Эйдан прекрасно знал это чувство и его спутников — тревогу и сомнения.
— И ты бы прекратила, если бы смогла?
— Может быть. Прекратила бы или сбавила обороты, пока не восстановится дыхание или пока он меня не догонит. Но он намеренно и хладнокровно отстает на шаг. Я понимаю его, потому что часто поступала точно так же. Но он меня хочет, — задумчиво сказала Дарси и заметила, как поморщился Эйдан. — Ой, вот только не смотри на меня свысока, как мужчина и старший брат. У тебя сейчас все прекрасно, но не так-то легко тебе это досталось.
— Я мужчина и твой брат. — Эйдан переступил с ноги на ногу, залпом выпил почти полбутылки. — Но продолжай.
— Он полон страсти, а без страсти любовь была бы пресной. Он нежен со мной, значит, его интересует не только секс. Но сдержанность, даже отстраненность останавливают его в одном шаге от… доверия, — решила она. — И признания того, что происходит между нами.
— Одному из вас придется сделать тот шаг. Вперед, не назад.
— Я хочу, чтобы это сделал он.
Нотки прежнего высокомерия, прозвеневшие в ее голосе, и встревожили Эйдана, и позабавили. Дарси разжала кулак, и сапфир, словно живое сердце, запульсировал синим светом.
— Кэррик показал мне множество чудес и сказал, что я могу получить то, что захочу, стоит только пожелать. Роскошь, слава, любовь, красота. Но я должна выбрать что-то одно.
— И что же ты хочешь?
— Все. — Ее смех резанул его слух и сердце. — Я эгоистичная и алчная. Я хочу все. Если я что-то ухвачу, то обязательно вернусь, чтобы взять больше. Эйдан, почему мне мало чего-то простого и обычного? Зачем мне все эти дерзкие мечты?
— Ты слишком строго судишь себя, строже самого строгого судьи. Есть люди, которые желают простоты и спокойствия, но это не делает алчными и эгоистичными тех, кто хочет чего-то сложного и необычайного. Желания сами по себе, мечты сами по себе, и в смелых мечтах нет ничего зазорного.
Дарси изумленно уставилась на брата.
— Какая глубокая мысль. Я никогда не смотрела на это под таким углом.
— Подумай. — Эйдан провел пальцем по поверхности сапфира и сжал его в кулачке Дарси. — И не торопись со своим желанием.
— Я так и решила. — Дарси сунула камень в карман, подальше от искушения. — Кэррик, похоже, очень спешит, а мне спешить некуда.
Дарси расцеловала Эйдана в обе щеки.
— Ты мне очень помог, как вовремя я тебя встретила!
Летели дни, пробежала неделя, а Дарси даже нравилось, что ни она, ни Тревор не вспоминают о деловом аспекте своих отношений. Тревор — хитрый переговорщик, как и она, но кто-то непременно сломается первым. Лично она первой быть не собиралась.
Разговор с Эйданом успокоил ее, тревожное нетерпение словно испарилось. Она много работала и с интересом наблюдала, как постепенно поднимается здание театра. Раньше она бы и не поверила, что сможет так увлечься. Изменения происходили прямо перед ее окном. На ее глазах из мечты рождалось нечто материальное, значившее гораздо больше, чем здание из камня и дерева.
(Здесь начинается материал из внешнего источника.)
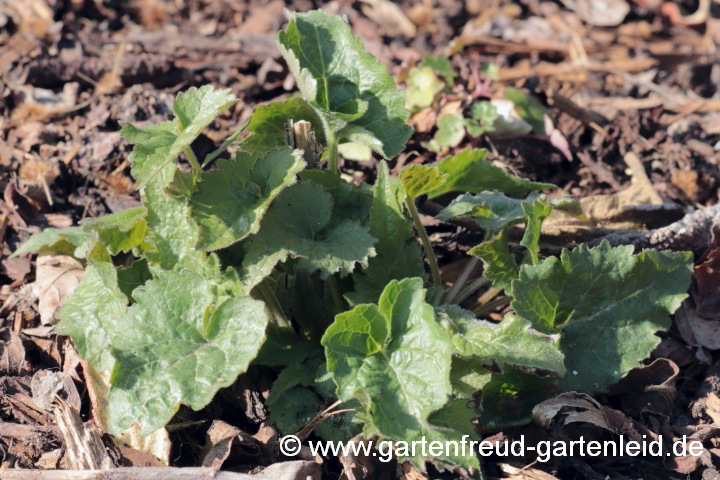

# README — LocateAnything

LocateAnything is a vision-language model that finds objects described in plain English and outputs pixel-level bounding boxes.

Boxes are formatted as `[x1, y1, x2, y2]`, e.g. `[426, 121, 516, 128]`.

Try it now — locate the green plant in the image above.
[15, 8, 692, 476]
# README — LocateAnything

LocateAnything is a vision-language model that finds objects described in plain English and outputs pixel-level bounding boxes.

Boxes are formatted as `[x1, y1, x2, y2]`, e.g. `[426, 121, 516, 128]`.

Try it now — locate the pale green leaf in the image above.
[450, 357, 492, 398]
[83, 207, 148, 255]
[142, 165, 208, 273]
[418, 55, 457, 77]
[190, 147, 305, 251]
[423, 113, 465, 153]
[241, 97, 330, 153]
[299, 170, 373, 225]
[478, 368, 561, 431]
[468, 229, 519, 292]
[337, 124, 387, 158]
[338, 142, 372, 162]
[405, 67, 445, 109]
[400, 163, 447, 199]
[278, 11, 412, 157]
[512, 242, 693, 393]
[428, 149, 556, 198]
[243, 182, 377, 288]
[120, 85, 236, 189]
[346, 162, 425, 305]
[437, 191, 537, 231]
[109, 271, 268, 434]
[322, 278, 478, 469]
[54, 262, 129, 372]
[10, 227, 90, 258]
[438, 305, 565, 376]
[505, 87, 545, 135]
[520, 198, 552, 264]
[465, 101, 498, 137]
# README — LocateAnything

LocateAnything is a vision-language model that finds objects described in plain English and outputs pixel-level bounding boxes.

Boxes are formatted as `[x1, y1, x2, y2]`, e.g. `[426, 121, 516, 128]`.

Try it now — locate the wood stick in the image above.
[0, 467, 253, 480]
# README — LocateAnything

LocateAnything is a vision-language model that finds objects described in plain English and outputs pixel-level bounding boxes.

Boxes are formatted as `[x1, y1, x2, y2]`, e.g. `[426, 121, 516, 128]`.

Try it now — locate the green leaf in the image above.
[265, 361, 319, 406]
[190, 147, 305, 251]
[438, 305, 565, 376]
[268, 386, 323, 435]
[109, 271, 268, 434]
[418, 55, 457, 77]
[142, 165, 208, 273]
[243, 182, 377, 288]
[253, 326, 320, 367]
[423, 113, 465, 153]
[300, 170, 373, 225]
[478, 368, 561, 431]
[400, 163, 447, 199]
[505, 87, 545, 135]
[54, 261, 129, 372]
[512, 242, 693, 393]
[241, 97, 330, 153]
[520, 198, 552, 265]
[450, 357, 492, 400]
[83, 207, 148, 255]
[436, 191, 537, 231]
[322, 278, 478, 469]
[468, 229, 520, 292]
[346, 162, 425, 305]
[337, 124, 387, 158]
[10, 227, 90, 258]
[405, 67, 445, 109]
[428, 149, 556, 198]
[278, 10, 412, 157]
[116, 258, 152, 298]
[120, 85, 236, 190]
[465, 101, 498, 137]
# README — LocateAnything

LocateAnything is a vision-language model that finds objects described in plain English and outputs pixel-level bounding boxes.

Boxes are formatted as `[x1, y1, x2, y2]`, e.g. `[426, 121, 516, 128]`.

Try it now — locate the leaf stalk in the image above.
[405, 195, 442, 288]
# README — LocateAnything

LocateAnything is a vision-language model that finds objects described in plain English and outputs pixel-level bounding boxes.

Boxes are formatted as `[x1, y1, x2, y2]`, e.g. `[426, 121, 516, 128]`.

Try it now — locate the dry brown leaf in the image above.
[30, 370, 82, 411]
[82, 361, 171, 465]
[562, 0, 630, 27]
[31, 255, 85, 325]
[361, 0, 417, 38]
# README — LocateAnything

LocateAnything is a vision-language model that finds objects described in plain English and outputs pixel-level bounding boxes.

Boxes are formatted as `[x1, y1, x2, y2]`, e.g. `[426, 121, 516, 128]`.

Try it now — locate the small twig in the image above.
[474, 295, 512, 317]
[405, 196, 442, 288]
[455, 277, 490, 305]
[590, 204, 720, 252]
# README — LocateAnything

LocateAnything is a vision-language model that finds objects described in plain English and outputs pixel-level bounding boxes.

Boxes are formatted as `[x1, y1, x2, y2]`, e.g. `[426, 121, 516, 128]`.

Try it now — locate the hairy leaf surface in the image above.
[429, 149, 555, 198]
[400, 163, 447, 198]
[190, 147, 305, 251]
[109, 271, 268, 434]
[512, 242, 692, 393]
[243, 182, 377, 288]
[278, 11, 412, 157]
[83, 207, 148, 255]
[346, 162, 425, 305]
[439, 305, 565, 375]
[10, 227, 89, 258]
[322, 278, 478, 469]
[120, 85, 236, 190]
[54, 262, 129, 372]
[468, 229, 519, 292]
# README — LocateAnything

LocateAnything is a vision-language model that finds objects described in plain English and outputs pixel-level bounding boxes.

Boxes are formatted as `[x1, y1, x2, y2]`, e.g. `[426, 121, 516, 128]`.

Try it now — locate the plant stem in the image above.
[327, 132, 340, 172]
[325, 275, 345, 314]
[183, 145, 202, 174]
[202, 120, 250, 168]
[257, 279, 292, 328]
[455, 277, 490, 305]
[405, 196, 442, 288]
[445, 257, 480, 303]
[474, 295, 512, 317]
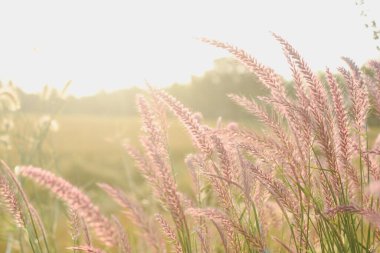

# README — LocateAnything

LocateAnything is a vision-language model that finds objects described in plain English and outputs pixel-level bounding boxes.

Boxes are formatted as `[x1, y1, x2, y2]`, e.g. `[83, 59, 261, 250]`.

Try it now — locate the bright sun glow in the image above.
[0, 0, 380, 95]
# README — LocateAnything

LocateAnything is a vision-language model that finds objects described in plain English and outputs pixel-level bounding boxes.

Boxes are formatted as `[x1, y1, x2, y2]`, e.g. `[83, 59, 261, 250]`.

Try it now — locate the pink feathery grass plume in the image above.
[67, 246, 105, 253]
[17, 166, 117, 246]
[0, 176, 25, 228]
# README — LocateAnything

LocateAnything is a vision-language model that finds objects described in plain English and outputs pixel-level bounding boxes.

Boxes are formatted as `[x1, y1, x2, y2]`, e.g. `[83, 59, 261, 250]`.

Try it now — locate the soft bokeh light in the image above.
[0, 0, 380, 95]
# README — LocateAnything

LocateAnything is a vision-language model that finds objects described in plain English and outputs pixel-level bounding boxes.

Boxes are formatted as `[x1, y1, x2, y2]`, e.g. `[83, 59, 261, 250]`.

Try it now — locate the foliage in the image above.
[0, 34, 380, 253]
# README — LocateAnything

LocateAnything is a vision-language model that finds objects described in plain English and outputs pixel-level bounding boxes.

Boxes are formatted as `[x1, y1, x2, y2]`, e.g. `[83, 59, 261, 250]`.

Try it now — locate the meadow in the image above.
[0, 34, 380, 253]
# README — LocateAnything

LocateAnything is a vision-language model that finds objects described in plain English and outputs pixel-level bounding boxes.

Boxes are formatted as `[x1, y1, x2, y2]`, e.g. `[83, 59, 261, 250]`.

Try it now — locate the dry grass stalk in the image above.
[154, 214, 183, 253]
[98, 183, 160, 252]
Она искренне хотела, чтобы мечта Тревора превратилась в реальность. Наверное, если любишь по-настоящему, то отчаянно желаешь осуществления мечты возлюбленного.
Крыша была почти закончена, и Дарси жалела, что больше не может увидеть Тревора из своего окна. Не меньше половины рабочего времени он проводил внутри здания, а поскольку грохот стоял такой же, как и в начале строительства, она редко открывала окна, так что и шанс услышать его голос был ничтожно мал.
С наступлением лета пляжи, как и паб, привлекали все больше приезжих. Дарси некогда было передохнуть, и впервые она начала сознавать, как театр, уже ставший главной темой разговоров не только для местных, но и для отдыхающих, изменит ее жизнь, жизнь ее семьи и всего Ардмора.
Если сейчас в разгар дневной смены в гудящем голосами зале нет ни одного свободного стола, ни одного табурета у барной стойки, что же будет здесь следующим летом? И интересно, где через год будет она сама?
Поскольку ни ей, ни Тревору не улыбалось каждый день просыпаться под грохот стройки, почти все ночи Дарси проводила у него в коттедже. Если Тревор оставлял ей машину, она не отказывалась, но ей нравилось, когда не было дождя или сильного ветра, идти пешком. Ей нравилась полночная тишина, в которую так естественно вплетался тихий плеск морских волн, соленый вечерний бриз и мерцание усыпанного звездами неба. А больше всего ей нравилось полнолуние, когда прибрежные утесы отбрасывали длинные таинственные тени.
Интересно, цеплялась бы она так отчаянно за всю эту красоту, если бы не понимала, что не останется здесь навсегда?
Проходя мимо Тауэр-хилл, Дарси всегда останавливалась. Если сильный ветер гнал облака, казалось, что башня покачивается над неподвижными могильными камнями и словно тянется к древнему собору.
Цветы на могиле Джонни Маги не увядали, однако Кэррик, если и бывал там, ей на глаза больше не показывался.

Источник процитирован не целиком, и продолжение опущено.